FIFO of the blocking queue. The proposal golang/go#11506 “runtime: make sure blocked channels run operations in FIFO order” (filed by Russ Cox, fixed early in Go 1.6) pointed out a hazard: when multiple goroutines are blocked on some channel and the channel becomes available, a running goroutine that happens to “pass by” may complete the operation ahead of those already blocked, leaving the blocked ones to suffer arbitrary delay. The fix is exactly the direct handoff of 10.3: when the channel becomes available, the wakeup hands the value directly to the waiter at the head of recvq, and recvq is a first-in-first-out queue ordered by arrival (enqueue adds to the tail, dequeue removes from the head). First-come-first-served thereby becomes a guarantee rather than a probability.

Fairness of select. When select faces several branches ready at the same time, it must pick one at random, otherwise the branches written earlier would starve the later ones over the long run. The proposal golang/go#21806 “runtime: select is not fair” reported that Go 1.9 lost its randomness under some channel configurations. Today’s implementation (10.5) solves it with a single shuffle:

1
2
3
4
5
6
// Before executing select, shuffle the polling order of branches (pollorder) for fairness (sketch, cf. src/runtime/select.go)
for i := 1; i < ncases; i++ {
	j := cheaprandn(uint32(i + 1)) // cheap random number
	pollorder[i] = pollorder[j]    // Fisher-Yates shuffle
	pollorder[j] = uint16(i)
}

pollorder decides in what order each branch is checked for readiness, and the shuffle gives every ready branch an equal probability of being chosen. Note that it and lockorder are two separate orderings: lockorder sorts by channel address, ensuring that multiple select statements take locks in a consistent order to avoid deadlock; pollorder is the one responsible for fairness. Both live within the protocol of that lock, which is further evidence for the judgment in 10.6.4: invariants like FIFO and select fairness, “spanning multiple waiters and multiple channels”, are the concrete reason for keeping the channel inside the lock.

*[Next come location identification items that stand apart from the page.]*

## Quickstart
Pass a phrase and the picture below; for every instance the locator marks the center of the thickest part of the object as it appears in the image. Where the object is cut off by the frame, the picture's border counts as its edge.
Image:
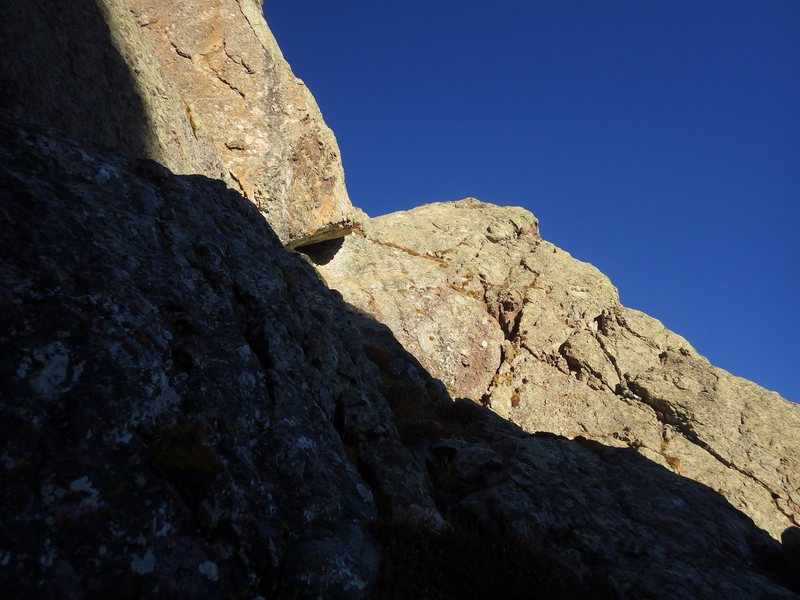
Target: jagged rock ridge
(189, 411)
(508, 319)
(200, 88)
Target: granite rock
(509, 320)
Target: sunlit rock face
(188, 411)
(200, 88)
(507, 319)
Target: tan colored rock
(560, 354)
(215, 98)
(262, 120)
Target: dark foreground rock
(188, 411)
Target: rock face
(200, 88)
(505, 318)
(187, 410)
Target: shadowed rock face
(506, 318)
(187, 410)
(200, 88)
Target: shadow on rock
(187, 410)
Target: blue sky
(658, 140)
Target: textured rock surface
(200, 88)
(188, 411)
(503, 317)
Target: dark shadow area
(59, 69)
(322, 253)
(188, 410)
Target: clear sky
(658, 140)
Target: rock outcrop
(187, 410)
(507, 319)
(200, 88)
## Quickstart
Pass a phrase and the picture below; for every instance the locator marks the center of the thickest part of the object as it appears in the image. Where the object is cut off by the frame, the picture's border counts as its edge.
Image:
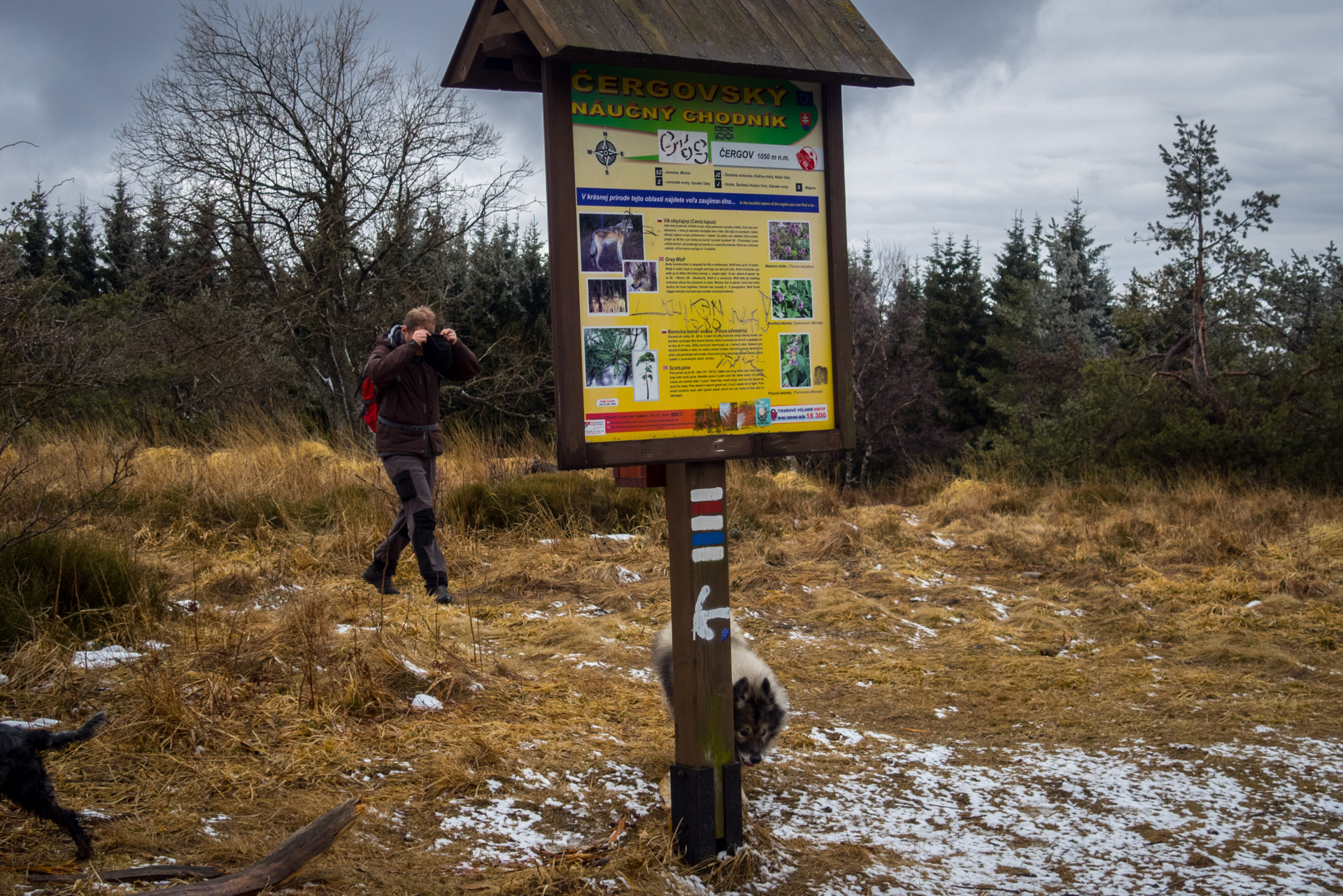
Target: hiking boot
(381, 581)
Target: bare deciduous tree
(324, 162)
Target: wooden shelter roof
(825, 41)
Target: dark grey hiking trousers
(413, 477)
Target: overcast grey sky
(1018, 105)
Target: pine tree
(957, 328)
(1205, 280)
(121, 239)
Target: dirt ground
(995, 687)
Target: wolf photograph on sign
(609, 354)
(607, 241)
(642, 276)
(607, 296)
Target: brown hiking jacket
(407, 391)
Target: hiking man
(404, 370)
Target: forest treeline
(284, 201)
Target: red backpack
(369, 407)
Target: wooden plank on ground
(287, 859)
(145, 874)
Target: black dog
(24, 779)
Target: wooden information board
(699, 281)
(700, 287)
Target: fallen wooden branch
(590, 855)
(145, 874)
(289, 858)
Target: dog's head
(758, 718)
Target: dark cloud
(953, 35)
(1018, 105)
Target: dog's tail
(58, 739)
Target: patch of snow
(35, 723)
(210, 823)
(104, 659)
(1268, 814)
(426, 703)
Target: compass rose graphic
(606, 152)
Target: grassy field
(1114, 687)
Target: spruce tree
(1016, 289)
(83, 259)
(156, 249)
(121, 239)
(1080, 301)
(36, 233)
(197, 264)
(957, 331)
(58, 261)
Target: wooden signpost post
(699, 280)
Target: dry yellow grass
(285, 685)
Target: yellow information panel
(703, 254)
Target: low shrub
(77, 579)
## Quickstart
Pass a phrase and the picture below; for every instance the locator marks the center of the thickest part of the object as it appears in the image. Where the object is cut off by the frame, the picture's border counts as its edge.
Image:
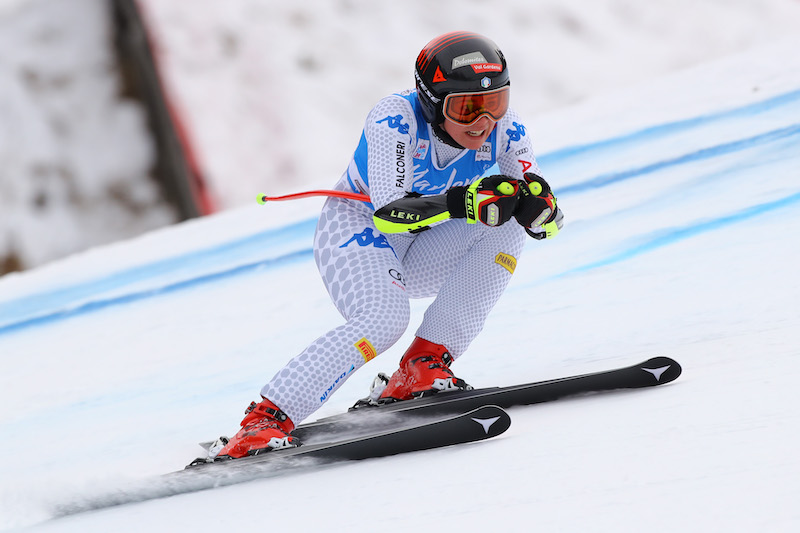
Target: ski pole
(263, 198)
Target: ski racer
(437, 226)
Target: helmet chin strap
(445, 137)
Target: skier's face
(472, 136)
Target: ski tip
(663, 369)
(493, 419)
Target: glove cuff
(456, 203)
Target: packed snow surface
(682, 202)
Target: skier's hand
(492, 200)
(536, 210)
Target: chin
(472, 143)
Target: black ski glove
(536, 210)
(492, 200)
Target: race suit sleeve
(515, 150)
(391, 132)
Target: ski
(653, 372)
(409, 435)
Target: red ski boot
(264, 428)
(424, 369)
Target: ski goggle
(467, 108)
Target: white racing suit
(371, 276)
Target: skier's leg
(470, 279)
(364, 278)
(467, 267)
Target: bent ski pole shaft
(263, 198)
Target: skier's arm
(537, 211)
(491, 200)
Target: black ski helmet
(457, 62)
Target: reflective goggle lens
(466, 108)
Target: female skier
(436, 226)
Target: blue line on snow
(705, 153)
(141, 295)
(661, 130)
(28, 306)
(679, 234)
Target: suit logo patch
(368, 351)
(506, 261)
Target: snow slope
(681, 239)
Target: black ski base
(479, 424)
(653, 372)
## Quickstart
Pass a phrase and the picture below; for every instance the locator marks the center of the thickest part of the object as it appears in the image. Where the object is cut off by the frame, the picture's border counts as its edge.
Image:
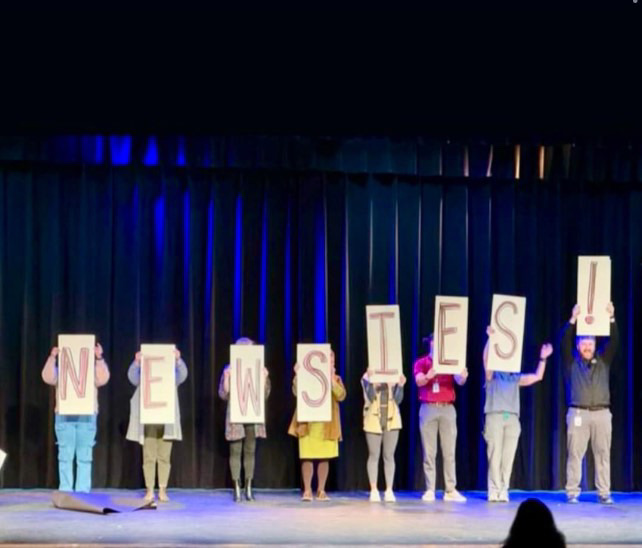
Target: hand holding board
(593, 294)
(247, 384)
(314, 383)
(76, 385)
(384, 343)
(505, 344)
(450, 336)
(157, 384)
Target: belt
(591, 407)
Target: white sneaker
(454, 496)
(429, 496)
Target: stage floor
(278, 517)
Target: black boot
(248, 490)
(237, 491)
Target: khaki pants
(501, 432)
(583, 425)
(438, 419)
(156, 450)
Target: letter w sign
(247, 384)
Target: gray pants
(442, 419)
(375, 441)
(583, 425)
(247, 447)
(501, 432)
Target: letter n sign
(76, 386)
(505, 345)
(247, 384)
(384, 343)
(157, 384)
(451, 329)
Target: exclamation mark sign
(591, 293)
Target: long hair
(534, 526)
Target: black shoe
(248, 490)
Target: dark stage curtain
(200, 256)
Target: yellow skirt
(313, 446)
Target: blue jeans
(76, 436)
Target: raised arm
(397, 391)
(224, 384)
(422, 379)
(338, 389)
(569, 336)
(614, 338)
(489, 374)
(181, 370)
(368, 387)
(133, 373)
(101, 369)
(531, 378)
(50, 370)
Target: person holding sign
(156, 439)
(502, 427)
(75, 434)
(318, 441)
(437, 415)
(588, 418)
(381, 423)
(241, 436)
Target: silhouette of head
(534, 526)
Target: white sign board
(247, 384)
(451, 329)
(313, 383)
(505, 345)
(384, 343)
(157, 384)
(593, 295)
(76, 391)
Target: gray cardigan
(136, 430)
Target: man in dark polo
(587, 389)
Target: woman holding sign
(381, 423)
(502, 427)
(75, 434)
(242, 437)
(318, 441)
(156, 439)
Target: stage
(196, 517)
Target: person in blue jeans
(75, 434)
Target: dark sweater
(587, 382)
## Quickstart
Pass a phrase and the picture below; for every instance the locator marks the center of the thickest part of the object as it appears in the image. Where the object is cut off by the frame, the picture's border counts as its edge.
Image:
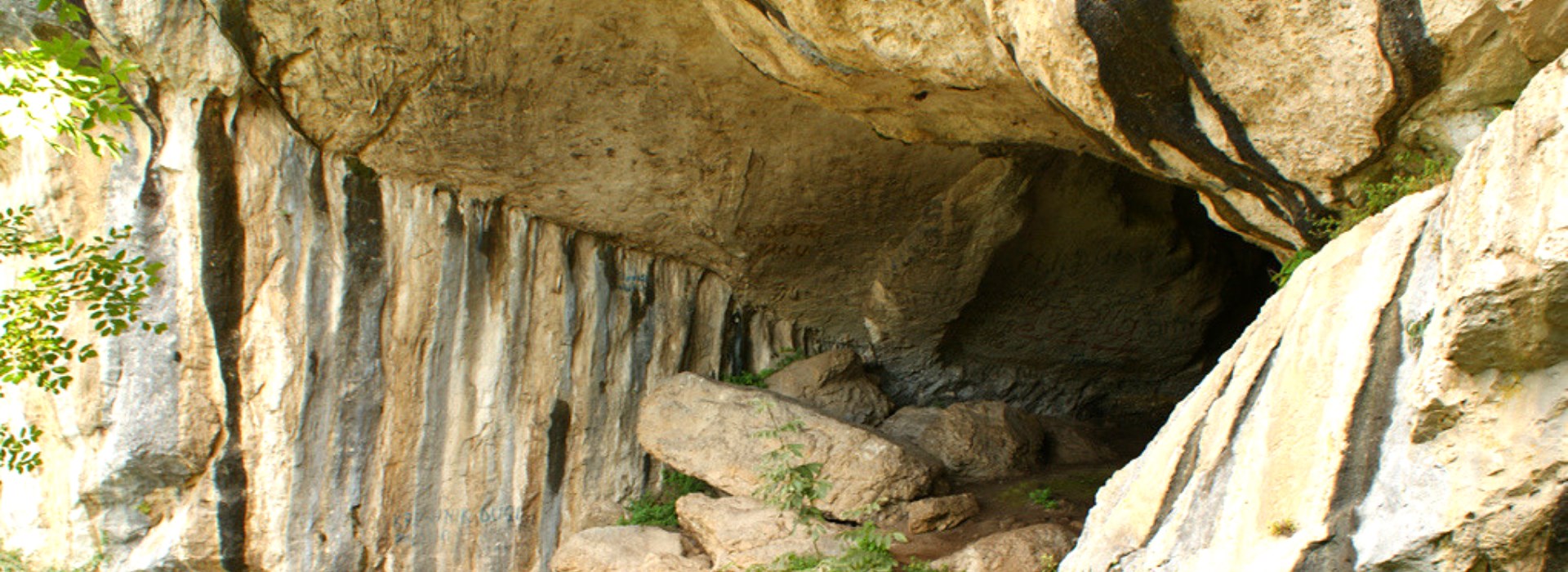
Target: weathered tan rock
(1015, 551)
(1397, 404)
(627, 549)
(741, 532)
(836, 382)
(976, 439)
(940, 513)
(416, 378)
(1263, 109)
(710, 430)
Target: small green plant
(659, 510)
(789, 481)
(1291, 266)
(1041, 497)
(1411, 172)
(760, 378)
(1283, 529)
(98, 275)
(54, 90)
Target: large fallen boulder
(1399, 404)
(1022, 549)
(976, 440)
(741, 532)
(715, 431)
(627, 549)
(836, 382)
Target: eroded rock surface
(627, 549)
(1399, 404)
(976, 439)
(741, 532)
(714, 431)
(1015, 551)
(836, 382)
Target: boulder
(1015, 551)
(836, 382)
(976, 440)
(712, 431)
(1397, 404)
(626, 549)
(741, 532)
(940, 513)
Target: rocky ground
(971, 486)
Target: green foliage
(867, 549)
(1288, 268)
(56, 88)
(760, 378)
(1048, 563)
(659, 510)
(792, 483)
(789, 483)
(16, 449)
(1411, 172)
(1283, 527)
(96, 275)
(52, 90)
(1041, 497)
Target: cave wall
(359, 372)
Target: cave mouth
(1109, 306)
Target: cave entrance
(1106, 309)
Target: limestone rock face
(710, 431)
(836, 382)
(1261, 109)
(359, 372)
(741, 532)
(626, 549)
(1399, 404)
(1015, 551)
(976, 439)
(940, 513)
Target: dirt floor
(1007, 505)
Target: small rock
(710, 431)
(836, 382)
(940, 513)
(626, 549)
(976, 440)
(1024, 549)
(741, 532)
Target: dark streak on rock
(223, 293)
(1148, 77)
(1370, 420)
(151, 114)
(1179, 476)
(555, 457)
(736, 341)
(767, 8)
(1413, 58)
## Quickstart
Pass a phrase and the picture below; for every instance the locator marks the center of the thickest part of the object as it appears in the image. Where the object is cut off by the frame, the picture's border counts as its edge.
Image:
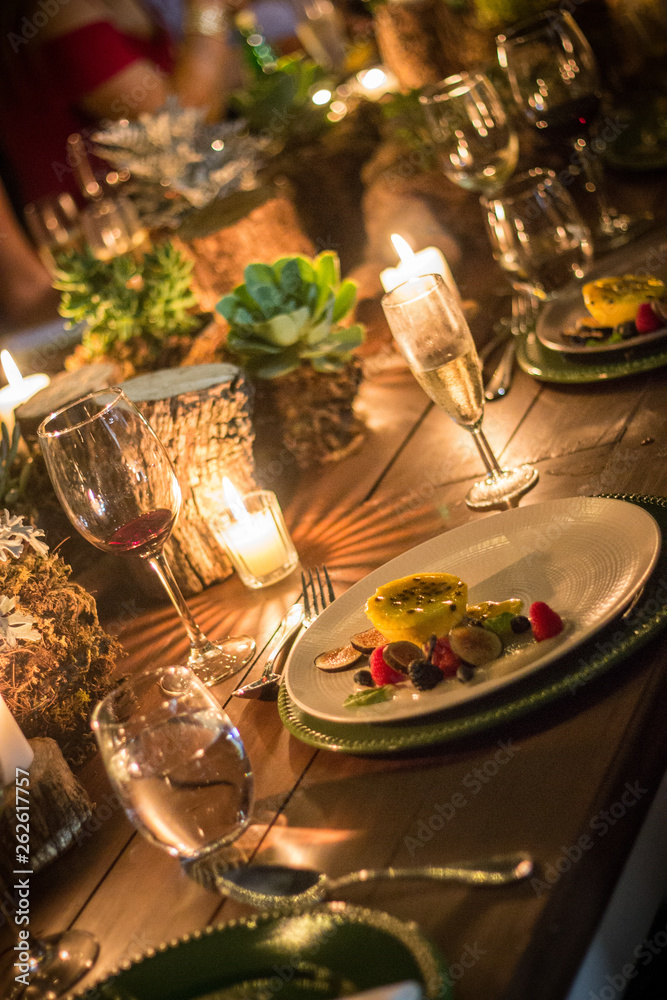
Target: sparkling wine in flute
(431, 332)
(456, 387)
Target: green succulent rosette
(288, 314)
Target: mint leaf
(369, 697)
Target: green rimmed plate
(328, 952)
(607, 648)
(552, 366)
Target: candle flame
(11, 369)
(402, 248)
(234, 500)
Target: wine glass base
(216, 661)
(60, 962)
(501, 488)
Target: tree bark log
(201, 415)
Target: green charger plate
(555, 366)
(565, 676)
(327, 952)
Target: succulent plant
(288, 315)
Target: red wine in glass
(119, 489)
(145, 534)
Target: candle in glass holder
(416, 265)
(15, 751)
(18, 391)
(255, 536)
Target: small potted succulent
(138, 310)
(286, 331)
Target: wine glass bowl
(118, 487)
(429, 327)
(476, 144)
(537, 233)
(554, 80)
(176, 761)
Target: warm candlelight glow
(416, 265)
(10, 368)
(18, 390)
(255, 536)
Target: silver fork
(316, 593)
(524, 310)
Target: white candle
(18, 391)
(415, 265)
(15, 751)
(256, 539)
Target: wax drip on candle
(11, 369)
(402, 248)
(234, 500)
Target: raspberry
(544, 621)
(646, 320)
(381, 672)
(444, 658)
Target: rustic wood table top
(569, 761)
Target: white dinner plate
(585, 556)
(646, 256)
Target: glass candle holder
(258, 543)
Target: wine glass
(432, 334)
(476, 145)
(118, 487)
(55, 963)
(554, 80)
(538, 235)
(176, 761)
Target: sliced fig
(337, 659)
(475, 645)
(367, 641)
(400, 655)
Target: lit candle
(415, 265)
(15, 751)
(19, 389)
(256, 538)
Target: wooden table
(568, 762)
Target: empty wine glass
(118, 487)
(176, 761)
(432, 334)
(554, 79)
(538, 236)
(476, 145)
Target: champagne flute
(176, 761)
(538, 235)
(554, 80)
(432, 334)
(476, 145)
(118, 487)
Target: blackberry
(364, 678)
(424, 674)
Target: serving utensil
(280, 887)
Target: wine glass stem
(484, 448)
(160, 564)
(595, 181)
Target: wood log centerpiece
(202, 416)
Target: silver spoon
(269, 679)
(281, 887)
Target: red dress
(40, 106)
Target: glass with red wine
(554, 79)
(118, 487)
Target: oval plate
(585, 556)
(330, 950)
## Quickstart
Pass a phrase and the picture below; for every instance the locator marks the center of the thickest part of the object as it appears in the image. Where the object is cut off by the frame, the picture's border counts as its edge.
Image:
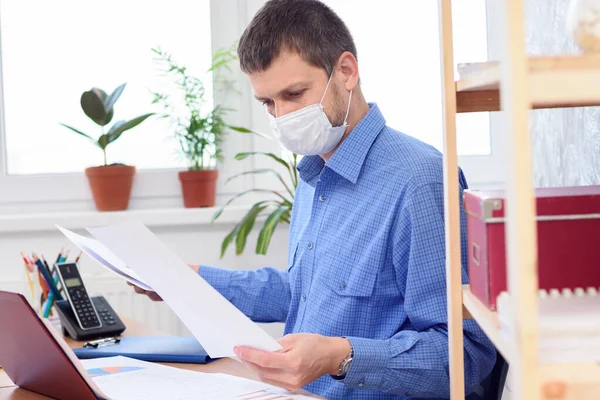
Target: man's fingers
(139, 290)
(285, 385)
(154, 296)
(261, 358)
(273, 376)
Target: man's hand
(304, 358)
(153, 295)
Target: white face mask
(308, 131)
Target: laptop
(36, 357)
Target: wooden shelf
(488, 321)
(555, 82)
(559, 381)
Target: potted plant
(199, 133)
(276, 208)
(110, 183)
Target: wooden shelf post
(452, 207)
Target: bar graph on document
(122, 378)
(268, 395)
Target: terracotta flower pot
(199, 187)
(111, 186)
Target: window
(66, 47)
(398, 44)
(51, 56)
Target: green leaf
(228, 239)
(242, 156)
(121, 126)
(93, 106)
(263, 171)
(112, 99)
(245, 130)
(220, 211)
(246, 225)
(264, 237)
(103, 141)
(77, 131)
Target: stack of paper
(122, 378)
(133, 252)
(569, 325)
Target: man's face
(290, 83)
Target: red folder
(32, 356)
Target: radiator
(124, 300)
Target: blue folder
(172, 349)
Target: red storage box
(568, 226)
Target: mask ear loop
(326, 87)
(348, 109)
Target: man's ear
(348, 66)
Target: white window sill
(45, 222)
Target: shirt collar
(348, 159)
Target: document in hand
(217, 324)
(123, 378)
(99, 253)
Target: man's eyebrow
(291, 88)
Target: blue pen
(48, 279)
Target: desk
(227, 366)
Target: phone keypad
(107, 316)
(84, 309)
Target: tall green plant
(276, 207)
(200, 133)
(99, 107)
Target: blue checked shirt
(367, 261)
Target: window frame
(161, 188)
(485, 171)
(152, 188)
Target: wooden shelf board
(555, 82)
(488, 321)
(559, 381)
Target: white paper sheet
(128, 379)
(99, 253)
(213, 320)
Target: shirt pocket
(292, 256)
(355, 282)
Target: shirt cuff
(218, 278)
(371, 357)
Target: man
(363, 297)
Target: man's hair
(307, 27)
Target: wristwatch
(345, 364)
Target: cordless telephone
(77, 295)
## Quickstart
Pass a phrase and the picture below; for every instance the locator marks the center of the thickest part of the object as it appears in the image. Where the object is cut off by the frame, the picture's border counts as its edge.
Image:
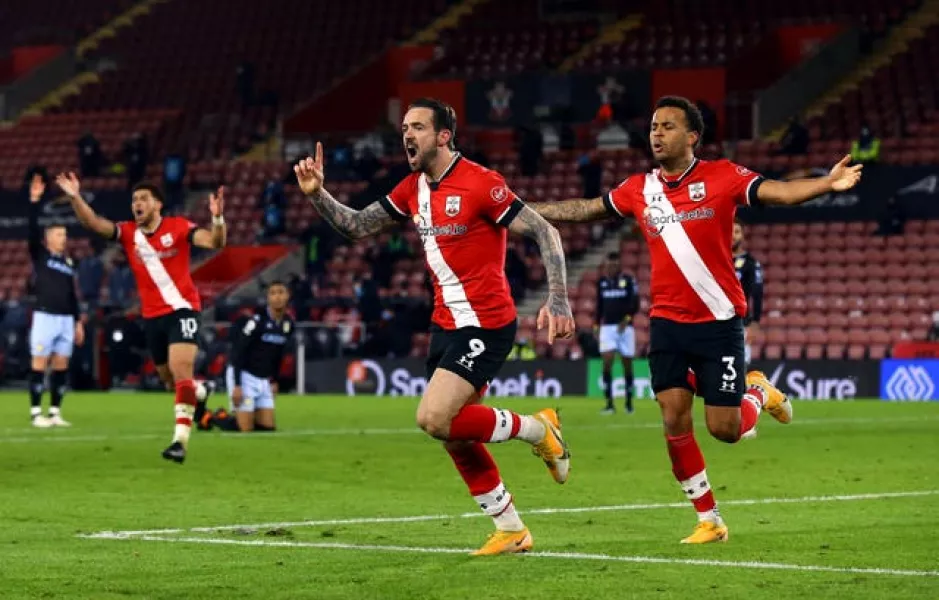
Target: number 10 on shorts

10.6.6 Summary: The Trade-off Behind One Lock

The channel’s memory model promise and the form of its implementation are two sides of the same trade-off. The four synchronized-before rules give the user a strong and clear visibility contract: a send establishes happens-before, an unbuffered send is a receipt, and the buffer capacity is a semaphore. To honor this contract reliably, on top of the interlocking invariants of FIFO, select fairness, and close broadcast, the most direct way is one lock. The lock-free channel (#8899) can indeed be faster on some workloads, but only at the cost of rewriting the correctness proofs of these invariants, a bill the Go team has not signed to this day. A performance gain never comes for free; here, what it buys is a concurrency semantics that can be read, maintained, and trusted. The next chapter 11.9 will place this channel contract back into the complete Go memory model, set side by side with the rules of mutex and atomic.